The benchmark S&P 500 index has slumped 4.6% since Fed Chair Jerome Powell last week reaffirmed the central bank’s determination to raise interest rates despite a slowing economy.

Traders raised their bets on a third straight 75 basis points increase in September to 76.5% from 70% before the job openings data was released.

Meanwhile, demand for labor showed no sign of cooling as data showed US job openings rose to 11.239 million in July.

All eyes are now on the August non-farm payrolls data on Friday.

“Markets are so focused on Fed that a jobs number on Friday that’s too strong will likely spook some folks. We really need Goldilocks here,” said Jeff Buchbinder, chief equity strategist for LPL Financial.

“Stocks can go a little higher between now and the end of the year, but in the near-term we would expect quite a bit of choppiness as the market gathers more information on the outlook for the Fed and interest rates.” All S&P 500 sectors were trading in the red. The benchmark 10-year Treasury yield erased early morning losses to trade higher at 3.11%.

Rate-sensitive megacap growth and technology stocks such as Microsoft Corp, Apple Inc and Nvidia Corp , fell between 0.6% and 1.1%.

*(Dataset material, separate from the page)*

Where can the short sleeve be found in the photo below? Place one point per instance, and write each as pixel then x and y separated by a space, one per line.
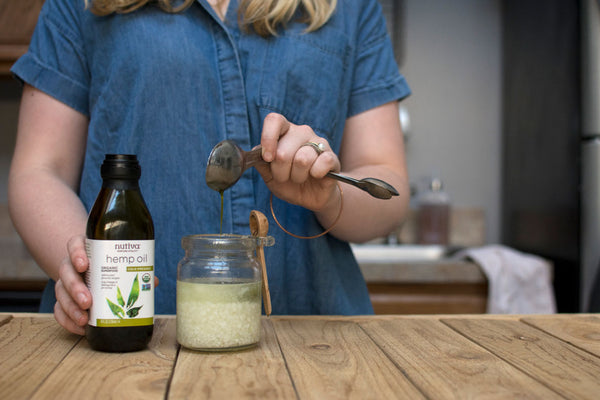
pixel 377 79
pixel 55 62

At 10:24 a.m. ET, the Dow Jones Industrial Average was down 184.94 points, or 0.58%, at 31,914.05, the S&P 500 was down 28.81 points, or 0.71%, at 4,001.80, and the Nasdaq Composite was down 86.17 points, or 0.72%, at 11,931.50.

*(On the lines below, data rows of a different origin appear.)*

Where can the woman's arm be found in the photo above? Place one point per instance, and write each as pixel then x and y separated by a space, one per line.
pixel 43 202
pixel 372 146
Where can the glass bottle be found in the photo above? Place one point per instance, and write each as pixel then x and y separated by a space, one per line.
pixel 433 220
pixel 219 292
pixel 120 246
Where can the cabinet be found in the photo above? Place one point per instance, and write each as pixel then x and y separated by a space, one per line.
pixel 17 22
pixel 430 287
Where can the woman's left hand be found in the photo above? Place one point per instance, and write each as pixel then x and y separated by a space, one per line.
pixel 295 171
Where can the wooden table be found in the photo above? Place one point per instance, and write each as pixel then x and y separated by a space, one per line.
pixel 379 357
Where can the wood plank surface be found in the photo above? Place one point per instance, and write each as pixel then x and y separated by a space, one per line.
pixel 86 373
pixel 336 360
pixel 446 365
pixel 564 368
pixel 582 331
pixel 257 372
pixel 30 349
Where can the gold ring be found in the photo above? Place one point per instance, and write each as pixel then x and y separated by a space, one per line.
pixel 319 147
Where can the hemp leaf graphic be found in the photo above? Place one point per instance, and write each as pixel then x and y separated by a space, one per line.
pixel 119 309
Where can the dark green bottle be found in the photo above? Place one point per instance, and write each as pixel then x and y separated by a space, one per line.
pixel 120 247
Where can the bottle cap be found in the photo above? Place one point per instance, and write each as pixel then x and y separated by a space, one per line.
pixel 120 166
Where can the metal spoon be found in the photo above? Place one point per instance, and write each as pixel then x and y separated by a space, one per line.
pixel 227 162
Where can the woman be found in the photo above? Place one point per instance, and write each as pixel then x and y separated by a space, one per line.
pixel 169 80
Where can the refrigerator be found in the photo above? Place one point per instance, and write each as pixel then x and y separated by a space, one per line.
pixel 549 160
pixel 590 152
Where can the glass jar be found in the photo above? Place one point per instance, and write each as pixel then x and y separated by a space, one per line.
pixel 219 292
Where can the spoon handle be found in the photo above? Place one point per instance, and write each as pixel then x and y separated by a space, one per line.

The CBOE Volatility index, also known as Wall Street’s fear gauge, rose for the third straight session and was last trading at 26.41 points.

Adding to worries, Taiwan’s military fired warning shots at a Chinese drone which buzzed an islet controlled by Taiwan near the Chinese coast.

Best Buy Co rose 4.6% after it reported a smaller-than-expected drop in quarterly comparable sales as steep discounts helped soften the blow to electronics demand from rampant inflation.

Twitter Inc dipped 1% as Tesla Inc chief Elon Musk sent an additional notice to terminate the $44 billion deal to acquire the social media company.

Declining issues outnumbered advancers for a 2.55-to-1 ratio on the NYSE and for a 1.90-to-1 ratio on the Nasdaq.

The S&P index recorded no new 52-week highs and 10 new lows, while the Nasdaq recorded six new highs and 102 new lows.